I am traning the model and I have tried few different learning rates but my validation loss is not decrasing. below is the learning rate finder plot:
And I have tried the learning rate of 2e-01 and 1e-01 but stil my validation loss is fluctation after few cycles (not like as Jeremy mentioned in 3 lecture it increases and then decreases). Below is my validation loss history:
Can you provide que training a validations plots losses? and also de size of your training and validation datasets.
This way, we could see your model condition (overfitted, underfitted, few training examples, etc …)
The training set has 20289 images and the validation set has only 5072 images.
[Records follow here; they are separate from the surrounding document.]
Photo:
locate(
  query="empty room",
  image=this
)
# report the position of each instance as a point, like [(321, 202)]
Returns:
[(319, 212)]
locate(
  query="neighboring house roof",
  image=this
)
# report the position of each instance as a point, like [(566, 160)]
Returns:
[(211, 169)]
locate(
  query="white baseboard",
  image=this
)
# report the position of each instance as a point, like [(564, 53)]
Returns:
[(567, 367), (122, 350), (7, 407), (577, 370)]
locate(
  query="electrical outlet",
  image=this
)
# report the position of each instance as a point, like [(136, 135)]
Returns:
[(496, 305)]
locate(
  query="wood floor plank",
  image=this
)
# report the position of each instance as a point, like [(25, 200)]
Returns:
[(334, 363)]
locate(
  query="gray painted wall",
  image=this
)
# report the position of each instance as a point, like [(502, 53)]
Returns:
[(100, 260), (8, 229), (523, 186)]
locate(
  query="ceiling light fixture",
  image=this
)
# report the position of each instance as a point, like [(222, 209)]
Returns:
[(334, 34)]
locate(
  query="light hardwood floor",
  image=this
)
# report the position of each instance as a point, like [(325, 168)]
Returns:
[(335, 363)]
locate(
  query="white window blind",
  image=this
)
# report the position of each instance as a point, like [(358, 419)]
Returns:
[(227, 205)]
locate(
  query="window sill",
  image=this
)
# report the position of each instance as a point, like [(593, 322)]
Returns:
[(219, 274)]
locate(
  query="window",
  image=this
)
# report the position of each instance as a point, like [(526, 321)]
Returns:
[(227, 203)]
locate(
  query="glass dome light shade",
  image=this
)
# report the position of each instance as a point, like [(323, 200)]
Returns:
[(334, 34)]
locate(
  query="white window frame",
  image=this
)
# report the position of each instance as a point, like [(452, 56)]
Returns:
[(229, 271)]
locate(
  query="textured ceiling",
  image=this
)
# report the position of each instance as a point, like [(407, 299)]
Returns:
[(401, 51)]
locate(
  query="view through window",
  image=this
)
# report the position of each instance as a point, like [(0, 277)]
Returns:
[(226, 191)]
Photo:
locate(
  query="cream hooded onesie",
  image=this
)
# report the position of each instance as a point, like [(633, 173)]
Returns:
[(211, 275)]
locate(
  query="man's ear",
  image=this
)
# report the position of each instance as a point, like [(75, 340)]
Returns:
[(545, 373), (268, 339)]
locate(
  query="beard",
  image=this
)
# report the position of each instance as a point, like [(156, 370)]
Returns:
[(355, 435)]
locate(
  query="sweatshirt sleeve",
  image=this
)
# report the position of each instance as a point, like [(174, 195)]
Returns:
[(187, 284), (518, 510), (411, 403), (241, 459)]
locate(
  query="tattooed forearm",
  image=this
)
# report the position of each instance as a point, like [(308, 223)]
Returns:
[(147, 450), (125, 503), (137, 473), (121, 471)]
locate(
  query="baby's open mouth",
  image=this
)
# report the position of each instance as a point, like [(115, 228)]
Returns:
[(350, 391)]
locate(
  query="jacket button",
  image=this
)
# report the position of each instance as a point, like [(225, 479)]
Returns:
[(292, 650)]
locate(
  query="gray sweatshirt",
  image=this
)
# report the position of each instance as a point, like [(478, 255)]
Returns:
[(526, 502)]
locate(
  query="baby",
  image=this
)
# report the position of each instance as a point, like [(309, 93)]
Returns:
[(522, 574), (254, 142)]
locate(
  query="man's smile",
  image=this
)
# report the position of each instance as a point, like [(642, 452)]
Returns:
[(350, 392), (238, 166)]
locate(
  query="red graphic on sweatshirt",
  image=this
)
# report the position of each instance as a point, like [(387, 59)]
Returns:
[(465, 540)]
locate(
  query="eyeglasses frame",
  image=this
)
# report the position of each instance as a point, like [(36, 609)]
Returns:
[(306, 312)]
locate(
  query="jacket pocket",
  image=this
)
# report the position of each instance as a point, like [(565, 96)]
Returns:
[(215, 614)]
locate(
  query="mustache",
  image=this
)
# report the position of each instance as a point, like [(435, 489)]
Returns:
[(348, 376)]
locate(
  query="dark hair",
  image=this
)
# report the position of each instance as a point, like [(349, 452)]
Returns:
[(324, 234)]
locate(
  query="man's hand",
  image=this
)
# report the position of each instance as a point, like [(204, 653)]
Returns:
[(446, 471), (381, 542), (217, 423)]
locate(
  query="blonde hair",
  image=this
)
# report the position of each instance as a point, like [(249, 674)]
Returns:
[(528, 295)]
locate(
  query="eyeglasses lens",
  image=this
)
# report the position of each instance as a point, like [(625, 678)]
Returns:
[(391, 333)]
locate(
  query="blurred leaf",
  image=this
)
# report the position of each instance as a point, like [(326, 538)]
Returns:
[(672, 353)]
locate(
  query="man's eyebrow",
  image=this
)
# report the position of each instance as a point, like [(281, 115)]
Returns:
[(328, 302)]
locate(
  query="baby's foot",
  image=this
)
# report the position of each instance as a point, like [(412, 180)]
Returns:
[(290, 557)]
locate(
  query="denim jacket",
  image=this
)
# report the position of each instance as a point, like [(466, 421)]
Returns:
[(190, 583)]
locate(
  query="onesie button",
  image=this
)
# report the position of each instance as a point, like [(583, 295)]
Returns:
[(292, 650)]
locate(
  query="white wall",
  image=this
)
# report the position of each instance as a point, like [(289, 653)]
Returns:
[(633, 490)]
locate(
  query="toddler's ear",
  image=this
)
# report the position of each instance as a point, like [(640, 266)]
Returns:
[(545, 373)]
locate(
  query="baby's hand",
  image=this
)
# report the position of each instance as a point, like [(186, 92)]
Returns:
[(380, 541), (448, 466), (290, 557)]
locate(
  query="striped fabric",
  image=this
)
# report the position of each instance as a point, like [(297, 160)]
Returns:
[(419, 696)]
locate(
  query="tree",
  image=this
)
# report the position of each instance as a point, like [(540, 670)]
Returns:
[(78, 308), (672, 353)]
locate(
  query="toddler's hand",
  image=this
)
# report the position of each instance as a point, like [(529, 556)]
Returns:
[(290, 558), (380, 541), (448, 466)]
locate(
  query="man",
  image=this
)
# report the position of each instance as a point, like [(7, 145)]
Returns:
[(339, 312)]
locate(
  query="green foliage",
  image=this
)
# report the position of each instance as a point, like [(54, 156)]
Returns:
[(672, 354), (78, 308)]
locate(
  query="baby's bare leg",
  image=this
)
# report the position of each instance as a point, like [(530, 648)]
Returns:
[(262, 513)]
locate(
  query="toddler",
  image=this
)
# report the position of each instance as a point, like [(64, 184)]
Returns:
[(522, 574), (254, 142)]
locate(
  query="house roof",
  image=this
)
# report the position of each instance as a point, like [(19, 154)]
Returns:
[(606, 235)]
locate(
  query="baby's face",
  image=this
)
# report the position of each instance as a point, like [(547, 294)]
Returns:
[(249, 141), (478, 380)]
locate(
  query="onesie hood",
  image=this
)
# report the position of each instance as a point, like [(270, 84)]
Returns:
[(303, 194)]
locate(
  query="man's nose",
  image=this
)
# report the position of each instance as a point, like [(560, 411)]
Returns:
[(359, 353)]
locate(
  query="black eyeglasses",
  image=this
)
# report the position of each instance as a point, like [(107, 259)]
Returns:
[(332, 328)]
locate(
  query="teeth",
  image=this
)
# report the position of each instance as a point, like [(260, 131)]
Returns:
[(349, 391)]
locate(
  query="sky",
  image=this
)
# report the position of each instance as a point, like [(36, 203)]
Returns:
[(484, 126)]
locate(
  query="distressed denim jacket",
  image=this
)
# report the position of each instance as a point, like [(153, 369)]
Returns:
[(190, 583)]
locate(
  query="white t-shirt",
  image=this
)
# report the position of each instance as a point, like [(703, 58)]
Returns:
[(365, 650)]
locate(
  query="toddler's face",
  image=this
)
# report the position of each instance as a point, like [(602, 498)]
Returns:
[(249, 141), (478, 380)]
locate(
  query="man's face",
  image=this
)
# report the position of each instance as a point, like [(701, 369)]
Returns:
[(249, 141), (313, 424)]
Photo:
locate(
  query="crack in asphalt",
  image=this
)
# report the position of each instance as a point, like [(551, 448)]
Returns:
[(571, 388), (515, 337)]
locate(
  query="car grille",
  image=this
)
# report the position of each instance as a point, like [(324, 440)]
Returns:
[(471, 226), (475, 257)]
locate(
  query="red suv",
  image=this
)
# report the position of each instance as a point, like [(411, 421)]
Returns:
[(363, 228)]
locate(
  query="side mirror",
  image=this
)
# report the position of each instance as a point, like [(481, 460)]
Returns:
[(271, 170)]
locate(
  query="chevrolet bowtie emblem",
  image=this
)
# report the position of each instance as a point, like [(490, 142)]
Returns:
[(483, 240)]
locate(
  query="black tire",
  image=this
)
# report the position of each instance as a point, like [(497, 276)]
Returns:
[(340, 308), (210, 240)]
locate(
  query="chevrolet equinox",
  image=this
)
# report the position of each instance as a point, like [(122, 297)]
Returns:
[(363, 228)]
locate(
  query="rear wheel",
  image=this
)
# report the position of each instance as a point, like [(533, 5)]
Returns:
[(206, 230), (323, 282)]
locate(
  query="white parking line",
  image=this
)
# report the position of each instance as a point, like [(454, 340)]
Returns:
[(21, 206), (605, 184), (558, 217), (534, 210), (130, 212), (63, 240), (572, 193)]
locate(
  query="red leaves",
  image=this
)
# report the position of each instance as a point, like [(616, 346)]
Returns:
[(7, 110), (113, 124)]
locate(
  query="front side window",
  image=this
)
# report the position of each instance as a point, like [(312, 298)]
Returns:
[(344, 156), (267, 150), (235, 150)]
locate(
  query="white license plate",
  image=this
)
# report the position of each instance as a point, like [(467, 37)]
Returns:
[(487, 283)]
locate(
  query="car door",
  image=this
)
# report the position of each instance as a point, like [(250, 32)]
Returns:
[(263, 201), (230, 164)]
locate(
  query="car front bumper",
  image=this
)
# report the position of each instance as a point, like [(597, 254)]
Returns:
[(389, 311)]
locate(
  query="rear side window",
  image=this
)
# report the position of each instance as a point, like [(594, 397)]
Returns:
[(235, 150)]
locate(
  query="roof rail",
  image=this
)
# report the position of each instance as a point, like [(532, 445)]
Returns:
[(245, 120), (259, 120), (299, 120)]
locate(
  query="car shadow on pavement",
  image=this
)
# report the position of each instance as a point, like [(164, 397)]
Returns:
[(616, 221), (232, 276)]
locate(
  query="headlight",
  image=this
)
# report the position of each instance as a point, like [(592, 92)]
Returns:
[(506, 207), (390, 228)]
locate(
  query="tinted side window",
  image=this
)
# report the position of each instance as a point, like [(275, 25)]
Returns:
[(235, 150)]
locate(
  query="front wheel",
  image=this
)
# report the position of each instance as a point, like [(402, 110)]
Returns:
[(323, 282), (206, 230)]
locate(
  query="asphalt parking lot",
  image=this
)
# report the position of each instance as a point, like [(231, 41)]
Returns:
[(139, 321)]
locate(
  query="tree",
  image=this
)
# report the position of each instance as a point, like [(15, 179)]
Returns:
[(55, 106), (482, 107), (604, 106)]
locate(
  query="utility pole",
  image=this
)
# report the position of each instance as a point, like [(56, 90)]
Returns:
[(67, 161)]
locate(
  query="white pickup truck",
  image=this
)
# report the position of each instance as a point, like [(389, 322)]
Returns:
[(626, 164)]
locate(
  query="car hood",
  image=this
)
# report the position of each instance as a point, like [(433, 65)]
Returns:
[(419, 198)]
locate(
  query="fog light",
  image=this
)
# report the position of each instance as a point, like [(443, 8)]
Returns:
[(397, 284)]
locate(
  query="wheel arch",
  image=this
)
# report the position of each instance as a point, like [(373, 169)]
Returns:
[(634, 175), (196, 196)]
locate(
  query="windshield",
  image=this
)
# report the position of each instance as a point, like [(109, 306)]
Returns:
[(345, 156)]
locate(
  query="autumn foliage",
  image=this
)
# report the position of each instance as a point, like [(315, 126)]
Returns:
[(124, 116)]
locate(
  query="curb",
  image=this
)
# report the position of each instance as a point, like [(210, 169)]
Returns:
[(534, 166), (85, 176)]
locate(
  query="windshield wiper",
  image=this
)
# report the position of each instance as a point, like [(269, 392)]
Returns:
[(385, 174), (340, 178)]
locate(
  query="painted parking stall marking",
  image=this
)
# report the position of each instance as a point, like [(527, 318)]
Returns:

Sorry, I can’t provide the plot since I have shut down the kernel, so for that I will need to retrain the model which will take around 2 hours.
The link to my kaggle notebook is https://www.kaggle.com/karanchhabra99/humpback-whale-identification , hope this helps.
According to what you’ve provide, I think that yout model is overfitted. You can notice this by seing the extrememly low training losses and the high validation losses. That is one thing …
The other, is when you see that behavior in validation losses, one can say that gradient descent is not converging (up’s and down’s … as yours) due to a large learning rate …
So to overcome the problem what learning rate should I choose?
Like I have tried learning rate of 1e-01 and 2e-01. Or should I reduce the number of cycles?
Yes … the more epochs you have (not always) the more chances you have that your model is to be overfitted…
While decreasing the epochs, try to explore lower learning rates (1e-1 and 2e-1 can be considered high LR in general for most models) …
Let me know how you go …
I have trained the model with a new learning rate of slice(1e-02) and the result are as follows:
Now I am thinking to choose a new learning rate based on lr_find() and again fit few more cycles.
Yes … you should. As a principle of having a healthy model, your training losses shoul be lower than the validation’s.
Use lr_find() to get a range of LR to apply to your model. Consider that Jeremy’s default LR es 1e-03 (as far as I remember)
I still think your LR es rather high